Kini aku sudah berada di depan rumah Neah, ragu untuk masuk atau tetap diam di luarnya. Aku sudah sempat menarik perhatiannya dengan membobol tadi, tidak ingin mendapat masalah lagi dan berakhir didiskualifikasi dari permainan yang mengharuskan membunuh tanpa ribut. Aku malah semakin bertanya-tanya, apa alasan sesungguhnya diriku di masa lalu mengikuti permainan keji ini. Apa benar hanya semata-mata demi membersihkan nama keluarga berkat menjadi aib yang bahkan aku sendiri melupakan penyebabnya, atau karena hal lain? Hal yang lebih sakti dari sekedar nama keluarga Fascienne.

Suara lantang lelaki menyebalkan yang menjadi komentator itu berseru riang mengumumkan pertempuran lainnya di salah satu rumah. Rio sedang berkelahi menggunakan pisau dengan seorang wanita tangguh, berusaha untuk membunuhnya secepatnya. Sang komentator berteriak mengabarkan keadaan fisik Rio yang sudah terluka dua baret berkat pertarungannya, nyatanya wanita itu tidak selemah penampilannya. Entah mengapa aku jadi teringat dengan Lala dari kenanganku, gadis yang terlihat bagai putri tapi sebenarnya tidak manis. Ya, dia memang lucu, tetapi bukan anggun dan bertabiat sangat keputrian seperti halnya persepsi kebanyakan orang.

"Rio sangat kesulitan di tahap ini! Dia terlalu meremehkan karena beberapa pertandingan sebelumnya, lawan yang diberikan pembina permainan tidak setangguh ini!" seru komentator itu dengan semangat, apa lelaki itu tidak kecapekan setelah berbicara lama dan berteriak? "Di lain sisi, Lara sudah membuntuti seorang lelaki sebayanya dan berniat menyerang dikala sepi! Iblis kecil itu sangat berhati hati dalam memilih waktu penyerangan."

Aku tidak menghiraukan perkataan-perkataan komentator, aku pula mengabaikan pikiranku tentang seberapa banyak iblis di luar sana yang sedang mencemoohku karena berdiam diri saja. Aku hanya terpaku pada kepalaku yang berdenyut-denyut kencang saat mataku menangkap wajah Neah di jendelanya seperti kemaren malam. Aku bergerak ke sisi taman dan mencoba merebahkan diri di atas rumput hijaunya, mulai menutup mata.

Mari kutinjau ulang situasi ini. Kemaren malam, aku membuka mata di tengah derasnya hujan yang menerpaku, merasa amat kebingungan karena tidak mengingat apa-apa. Di saat aku hilang ingatan yang baru kuketahui berkat permainan ini--lelaki menyebalkan itu yang mengabari--yang kuingat hanyalah kenangan masa lalu tentang Danar dan Lala. Itu pun hanya sebatas hingga aku dan Danar berlari bersama menuju kelas, tidak ingat siapa yang berakhir mentraktir lawannya. Aku sungguh ingin mengingat jati diriku yang sebenarnya, bukan sekedar tahu kenangan tentang kelakuanku dikala itu. Sungguh menyesakkan mengingat masa laluku yang hanya membuatku semakin berpikir siapakah dia. Siapakah aku. Terkutuklah orang gila yang membuatku hilang ingatan!
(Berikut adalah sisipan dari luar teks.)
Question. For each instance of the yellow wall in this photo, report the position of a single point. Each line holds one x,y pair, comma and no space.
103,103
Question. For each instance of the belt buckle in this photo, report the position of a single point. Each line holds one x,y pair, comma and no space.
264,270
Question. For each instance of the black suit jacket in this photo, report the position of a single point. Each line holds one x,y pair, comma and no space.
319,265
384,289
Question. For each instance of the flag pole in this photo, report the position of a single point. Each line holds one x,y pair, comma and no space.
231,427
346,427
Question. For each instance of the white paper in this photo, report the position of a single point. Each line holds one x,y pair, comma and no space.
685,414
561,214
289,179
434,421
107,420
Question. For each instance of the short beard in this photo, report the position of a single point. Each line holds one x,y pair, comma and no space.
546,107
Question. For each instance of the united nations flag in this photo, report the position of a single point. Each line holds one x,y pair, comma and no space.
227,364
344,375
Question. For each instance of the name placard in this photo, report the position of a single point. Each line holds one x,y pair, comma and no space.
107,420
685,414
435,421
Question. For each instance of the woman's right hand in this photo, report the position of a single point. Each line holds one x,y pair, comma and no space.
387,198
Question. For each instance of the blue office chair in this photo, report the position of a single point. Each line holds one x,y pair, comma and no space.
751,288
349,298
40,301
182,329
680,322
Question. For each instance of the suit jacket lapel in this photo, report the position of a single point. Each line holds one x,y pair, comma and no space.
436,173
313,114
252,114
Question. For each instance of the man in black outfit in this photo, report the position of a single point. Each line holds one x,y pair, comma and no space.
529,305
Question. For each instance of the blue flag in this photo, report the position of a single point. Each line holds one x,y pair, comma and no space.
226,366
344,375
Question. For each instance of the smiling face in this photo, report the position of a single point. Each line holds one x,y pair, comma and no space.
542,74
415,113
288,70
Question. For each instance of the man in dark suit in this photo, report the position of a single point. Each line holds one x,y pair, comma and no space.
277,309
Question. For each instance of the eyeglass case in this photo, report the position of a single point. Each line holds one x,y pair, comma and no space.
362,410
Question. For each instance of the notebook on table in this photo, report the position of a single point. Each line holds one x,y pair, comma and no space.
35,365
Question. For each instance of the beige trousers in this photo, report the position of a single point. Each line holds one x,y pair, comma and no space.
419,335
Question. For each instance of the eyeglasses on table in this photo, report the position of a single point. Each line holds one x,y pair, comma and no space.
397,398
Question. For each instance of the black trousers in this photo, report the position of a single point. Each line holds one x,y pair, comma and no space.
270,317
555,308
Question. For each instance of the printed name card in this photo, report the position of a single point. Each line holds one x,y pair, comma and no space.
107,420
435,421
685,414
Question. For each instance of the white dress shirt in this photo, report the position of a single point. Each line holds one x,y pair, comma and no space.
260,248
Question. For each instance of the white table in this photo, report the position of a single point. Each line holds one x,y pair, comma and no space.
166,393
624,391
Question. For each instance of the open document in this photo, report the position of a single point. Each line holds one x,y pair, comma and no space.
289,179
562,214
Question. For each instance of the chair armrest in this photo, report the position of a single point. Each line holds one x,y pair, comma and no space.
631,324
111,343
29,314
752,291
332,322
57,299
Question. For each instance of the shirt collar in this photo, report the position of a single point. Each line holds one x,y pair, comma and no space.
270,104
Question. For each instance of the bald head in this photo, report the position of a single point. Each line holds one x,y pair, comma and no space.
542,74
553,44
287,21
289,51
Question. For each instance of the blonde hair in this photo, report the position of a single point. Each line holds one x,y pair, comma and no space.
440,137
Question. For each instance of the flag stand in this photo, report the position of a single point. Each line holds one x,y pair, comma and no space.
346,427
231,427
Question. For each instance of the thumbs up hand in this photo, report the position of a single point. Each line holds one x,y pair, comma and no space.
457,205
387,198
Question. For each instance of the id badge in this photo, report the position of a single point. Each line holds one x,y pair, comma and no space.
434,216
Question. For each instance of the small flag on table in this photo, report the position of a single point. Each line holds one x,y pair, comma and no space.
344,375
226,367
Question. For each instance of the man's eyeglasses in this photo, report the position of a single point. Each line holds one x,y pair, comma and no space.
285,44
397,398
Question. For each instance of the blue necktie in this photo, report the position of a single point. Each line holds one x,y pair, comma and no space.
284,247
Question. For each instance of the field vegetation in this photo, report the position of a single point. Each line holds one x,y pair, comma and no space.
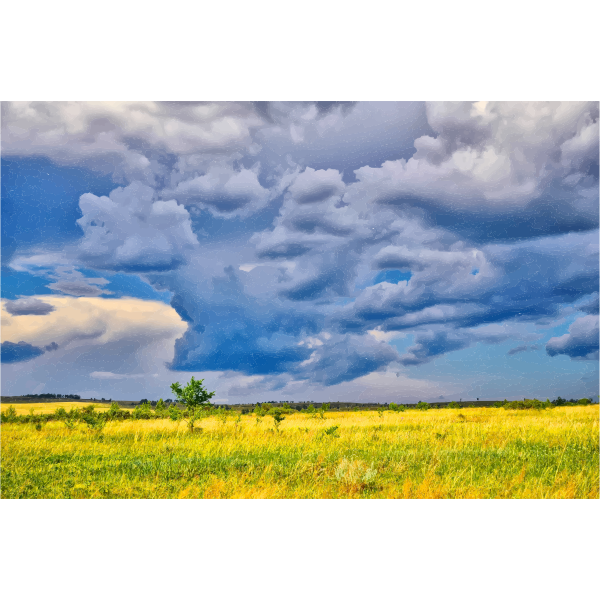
276,452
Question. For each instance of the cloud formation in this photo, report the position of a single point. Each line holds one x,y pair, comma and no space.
581,343
19,352
28,306
487,228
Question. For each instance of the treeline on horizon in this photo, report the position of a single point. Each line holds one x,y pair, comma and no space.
53,396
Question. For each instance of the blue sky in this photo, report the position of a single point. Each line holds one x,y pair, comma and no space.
300,250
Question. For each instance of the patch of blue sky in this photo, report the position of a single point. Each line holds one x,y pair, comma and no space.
39,202
489,372
402,344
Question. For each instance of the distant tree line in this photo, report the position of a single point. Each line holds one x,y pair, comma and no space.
53,396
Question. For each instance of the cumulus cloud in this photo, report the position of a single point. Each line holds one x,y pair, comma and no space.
129,232
86,321
581,343
223,191
76,288
114,376
486,171
492,156
28,306
124,136
19,352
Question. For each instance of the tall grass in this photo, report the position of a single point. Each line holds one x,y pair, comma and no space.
473,453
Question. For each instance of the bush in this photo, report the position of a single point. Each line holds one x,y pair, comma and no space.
355,474
277,414
142,411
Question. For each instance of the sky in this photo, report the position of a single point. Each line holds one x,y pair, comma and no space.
305,251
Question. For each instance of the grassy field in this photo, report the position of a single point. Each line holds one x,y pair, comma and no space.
47,407
469,453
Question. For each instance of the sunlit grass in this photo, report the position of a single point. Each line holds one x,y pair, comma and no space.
49,407
471,453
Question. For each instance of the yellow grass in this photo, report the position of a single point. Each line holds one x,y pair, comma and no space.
49,407
471,453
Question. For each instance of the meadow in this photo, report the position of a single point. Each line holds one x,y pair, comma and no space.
443,453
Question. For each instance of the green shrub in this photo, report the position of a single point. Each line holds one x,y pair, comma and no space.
142,411
277,414
332,431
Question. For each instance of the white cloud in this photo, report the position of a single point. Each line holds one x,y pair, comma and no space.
496,155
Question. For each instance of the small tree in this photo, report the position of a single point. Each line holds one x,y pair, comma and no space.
277,414
196,400
260,412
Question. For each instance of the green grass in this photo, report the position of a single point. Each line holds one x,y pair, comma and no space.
473,453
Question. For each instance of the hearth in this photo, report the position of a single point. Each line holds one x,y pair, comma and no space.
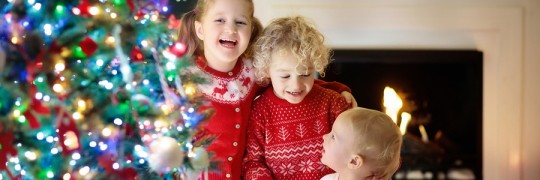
441,92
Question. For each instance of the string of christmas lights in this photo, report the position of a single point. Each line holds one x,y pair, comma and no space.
95,89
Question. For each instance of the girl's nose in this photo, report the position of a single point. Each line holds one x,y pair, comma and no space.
231,28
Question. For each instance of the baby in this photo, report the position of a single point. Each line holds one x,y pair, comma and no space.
363,144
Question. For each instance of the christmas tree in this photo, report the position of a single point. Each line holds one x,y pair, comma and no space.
95,89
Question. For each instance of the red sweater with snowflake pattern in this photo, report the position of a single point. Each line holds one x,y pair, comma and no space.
285,140
231,95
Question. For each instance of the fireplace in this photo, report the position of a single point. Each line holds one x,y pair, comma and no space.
441,90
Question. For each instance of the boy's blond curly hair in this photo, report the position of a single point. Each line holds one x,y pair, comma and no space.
294,35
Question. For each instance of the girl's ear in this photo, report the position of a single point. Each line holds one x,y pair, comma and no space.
199,30
355,162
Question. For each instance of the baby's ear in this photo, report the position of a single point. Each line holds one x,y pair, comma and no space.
356,162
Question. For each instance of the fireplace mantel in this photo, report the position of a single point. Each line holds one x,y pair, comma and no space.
497,31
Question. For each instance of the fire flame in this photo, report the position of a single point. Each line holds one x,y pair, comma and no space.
392,103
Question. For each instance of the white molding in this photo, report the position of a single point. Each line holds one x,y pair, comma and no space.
496,31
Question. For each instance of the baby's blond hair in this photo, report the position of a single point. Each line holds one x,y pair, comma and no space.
294,35
378,140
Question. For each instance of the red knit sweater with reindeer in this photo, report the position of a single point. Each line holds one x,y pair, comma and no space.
231,95
285,140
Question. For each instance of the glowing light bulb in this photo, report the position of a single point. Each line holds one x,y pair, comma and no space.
47,29
84,171
30,155
66,176
60,66
110,40
106,132
76,11
93,11
81,105
58,88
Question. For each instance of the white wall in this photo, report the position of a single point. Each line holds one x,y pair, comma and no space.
531,111
506,31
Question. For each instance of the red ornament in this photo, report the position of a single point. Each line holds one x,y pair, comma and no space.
131,5
7,148
136,54
178,49
106,161
67,130
88,46
82,9
55,48
174,23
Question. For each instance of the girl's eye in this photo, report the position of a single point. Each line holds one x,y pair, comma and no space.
241,22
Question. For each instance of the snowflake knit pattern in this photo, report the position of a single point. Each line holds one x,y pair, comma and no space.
285,140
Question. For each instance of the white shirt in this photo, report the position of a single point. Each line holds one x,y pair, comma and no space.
334,176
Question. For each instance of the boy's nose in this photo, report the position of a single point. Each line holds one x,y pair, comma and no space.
295,83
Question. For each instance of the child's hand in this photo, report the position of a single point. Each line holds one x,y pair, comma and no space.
349,98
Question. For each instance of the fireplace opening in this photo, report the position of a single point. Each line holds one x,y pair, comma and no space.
440,90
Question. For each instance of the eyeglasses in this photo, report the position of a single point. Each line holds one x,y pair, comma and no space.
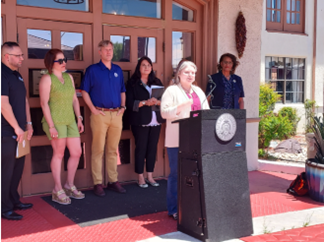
18,56
187,73
60,61
228,62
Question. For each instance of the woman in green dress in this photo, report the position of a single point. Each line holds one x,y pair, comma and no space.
59,104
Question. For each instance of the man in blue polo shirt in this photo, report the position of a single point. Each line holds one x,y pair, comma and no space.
103,90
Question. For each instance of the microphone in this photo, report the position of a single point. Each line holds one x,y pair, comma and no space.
211,82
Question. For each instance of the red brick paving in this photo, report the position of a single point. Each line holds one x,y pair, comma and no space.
312,233
268,196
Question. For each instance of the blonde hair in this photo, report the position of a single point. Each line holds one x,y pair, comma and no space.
104,43
183,65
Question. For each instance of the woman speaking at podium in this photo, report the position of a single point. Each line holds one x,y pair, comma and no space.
229,92
177,102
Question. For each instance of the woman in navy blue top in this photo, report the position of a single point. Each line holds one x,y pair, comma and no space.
229,92
145,118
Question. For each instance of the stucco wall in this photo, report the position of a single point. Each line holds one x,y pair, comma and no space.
249,68
298,46
319,72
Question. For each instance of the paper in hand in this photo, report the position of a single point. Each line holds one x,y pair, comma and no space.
157,92
23,148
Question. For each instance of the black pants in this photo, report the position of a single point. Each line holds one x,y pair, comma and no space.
146,139
11,171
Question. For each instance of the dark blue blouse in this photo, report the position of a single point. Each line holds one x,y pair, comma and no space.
220,94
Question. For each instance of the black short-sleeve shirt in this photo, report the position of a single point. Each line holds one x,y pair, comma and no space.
12,85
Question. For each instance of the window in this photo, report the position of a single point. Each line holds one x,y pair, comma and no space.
79,5
39,42
180,12
139,8
181,47
287,77
285,15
Mataku kubuka untuk menyapa langit biru di atas sana, terlihat sangat menenangkan dan tentram, berkebalikan dengan suasana hatiku yang biru. Tanpa sadar, kenangan kembali merambatiku dalam satu terjangan yang kuat.

***

"Kamu baik baik saja, Tara?" Aku melebarkan mata dan langsung menolehkan kepala ke arah suara, bertanya-tanya siapa yang memanggilku dengan intonasi sangat lembut. "Apa kau ingat yang baru saja terjadi?"
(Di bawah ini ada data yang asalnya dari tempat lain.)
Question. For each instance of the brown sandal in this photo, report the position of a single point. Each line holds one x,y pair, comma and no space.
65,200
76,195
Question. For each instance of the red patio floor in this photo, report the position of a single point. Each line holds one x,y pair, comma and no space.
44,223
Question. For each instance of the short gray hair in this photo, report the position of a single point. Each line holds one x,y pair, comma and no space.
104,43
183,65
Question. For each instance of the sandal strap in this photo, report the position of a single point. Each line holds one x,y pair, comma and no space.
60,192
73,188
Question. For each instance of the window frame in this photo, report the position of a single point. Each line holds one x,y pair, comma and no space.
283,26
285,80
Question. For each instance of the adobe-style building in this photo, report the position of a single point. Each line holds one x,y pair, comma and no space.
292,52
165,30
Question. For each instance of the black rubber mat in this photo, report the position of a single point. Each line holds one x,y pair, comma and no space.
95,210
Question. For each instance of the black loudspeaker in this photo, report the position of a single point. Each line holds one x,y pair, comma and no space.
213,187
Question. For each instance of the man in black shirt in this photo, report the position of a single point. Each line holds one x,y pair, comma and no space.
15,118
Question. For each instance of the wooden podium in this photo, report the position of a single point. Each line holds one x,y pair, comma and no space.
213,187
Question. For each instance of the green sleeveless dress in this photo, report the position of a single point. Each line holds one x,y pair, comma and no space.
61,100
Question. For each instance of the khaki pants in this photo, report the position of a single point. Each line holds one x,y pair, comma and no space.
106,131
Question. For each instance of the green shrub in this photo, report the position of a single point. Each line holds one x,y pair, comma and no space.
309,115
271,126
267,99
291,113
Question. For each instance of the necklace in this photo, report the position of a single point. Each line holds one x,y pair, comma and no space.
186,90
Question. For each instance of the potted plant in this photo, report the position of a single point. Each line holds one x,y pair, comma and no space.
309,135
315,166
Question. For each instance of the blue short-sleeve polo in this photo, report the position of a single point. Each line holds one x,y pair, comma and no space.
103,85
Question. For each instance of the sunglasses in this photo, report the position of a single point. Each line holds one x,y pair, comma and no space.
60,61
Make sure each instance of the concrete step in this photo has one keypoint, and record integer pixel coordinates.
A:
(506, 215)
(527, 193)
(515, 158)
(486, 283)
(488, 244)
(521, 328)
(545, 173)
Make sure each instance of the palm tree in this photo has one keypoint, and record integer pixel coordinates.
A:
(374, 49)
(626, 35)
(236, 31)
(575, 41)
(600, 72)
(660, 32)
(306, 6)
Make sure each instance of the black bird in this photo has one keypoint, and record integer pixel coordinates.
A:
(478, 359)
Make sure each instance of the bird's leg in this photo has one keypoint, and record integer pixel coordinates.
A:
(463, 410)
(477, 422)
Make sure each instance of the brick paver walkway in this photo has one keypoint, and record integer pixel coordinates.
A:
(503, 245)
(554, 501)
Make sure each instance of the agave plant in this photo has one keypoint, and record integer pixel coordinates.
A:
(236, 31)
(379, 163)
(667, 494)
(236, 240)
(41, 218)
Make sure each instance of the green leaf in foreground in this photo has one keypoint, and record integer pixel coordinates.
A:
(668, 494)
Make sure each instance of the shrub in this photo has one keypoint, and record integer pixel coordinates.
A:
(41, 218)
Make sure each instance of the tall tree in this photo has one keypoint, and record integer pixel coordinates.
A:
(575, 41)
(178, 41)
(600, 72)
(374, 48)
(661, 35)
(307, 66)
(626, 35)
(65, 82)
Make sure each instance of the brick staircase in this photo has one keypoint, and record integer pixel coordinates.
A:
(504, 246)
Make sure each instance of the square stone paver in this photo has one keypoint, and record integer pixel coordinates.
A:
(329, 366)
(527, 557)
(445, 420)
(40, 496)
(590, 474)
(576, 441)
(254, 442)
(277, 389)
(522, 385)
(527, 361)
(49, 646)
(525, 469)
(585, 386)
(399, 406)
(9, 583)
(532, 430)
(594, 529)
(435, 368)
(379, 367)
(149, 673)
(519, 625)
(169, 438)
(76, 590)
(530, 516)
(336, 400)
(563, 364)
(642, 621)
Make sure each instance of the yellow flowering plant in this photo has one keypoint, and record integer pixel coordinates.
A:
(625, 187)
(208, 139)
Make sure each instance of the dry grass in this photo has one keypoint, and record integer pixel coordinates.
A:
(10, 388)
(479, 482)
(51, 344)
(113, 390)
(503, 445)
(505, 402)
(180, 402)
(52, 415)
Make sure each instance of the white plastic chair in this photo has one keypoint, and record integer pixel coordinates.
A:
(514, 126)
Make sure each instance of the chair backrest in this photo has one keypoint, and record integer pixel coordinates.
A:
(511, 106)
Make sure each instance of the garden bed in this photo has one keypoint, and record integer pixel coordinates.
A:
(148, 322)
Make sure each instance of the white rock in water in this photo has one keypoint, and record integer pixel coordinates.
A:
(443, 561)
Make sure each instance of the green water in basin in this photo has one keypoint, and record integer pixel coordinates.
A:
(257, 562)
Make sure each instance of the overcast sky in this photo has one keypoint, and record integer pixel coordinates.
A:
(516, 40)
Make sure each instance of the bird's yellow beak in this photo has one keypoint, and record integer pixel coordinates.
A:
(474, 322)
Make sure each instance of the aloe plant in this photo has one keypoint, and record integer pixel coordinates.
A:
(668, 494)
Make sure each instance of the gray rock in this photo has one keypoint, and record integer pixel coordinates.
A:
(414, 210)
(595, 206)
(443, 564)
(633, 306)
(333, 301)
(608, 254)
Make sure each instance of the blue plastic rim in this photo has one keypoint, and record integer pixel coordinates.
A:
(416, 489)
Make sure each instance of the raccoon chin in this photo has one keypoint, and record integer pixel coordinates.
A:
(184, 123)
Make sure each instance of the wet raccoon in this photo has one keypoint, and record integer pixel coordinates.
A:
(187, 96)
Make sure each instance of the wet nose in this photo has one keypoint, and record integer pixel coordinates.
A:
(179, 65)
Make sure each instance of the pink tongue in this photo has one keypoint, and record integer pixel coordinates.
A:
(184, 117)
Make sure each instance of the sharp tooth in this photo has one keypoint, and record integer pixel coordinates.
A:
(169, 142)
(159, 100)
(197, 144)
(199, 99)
Aku membuka mata di tempat yang sangat asing bagiku, kutolehkan pandangan pada sekitar. Aku berada di sebuah kamar penuh perabotan merah, entah itu kasur yang kutempati, meja kelam di tengah ruangan dengan taplak bergaris emas, korden bermodel lama, ataupun cat dinding berbentuk iblis. Tunggu, apa aku sedang berada dalam salah satu kenangan yang kulupakan?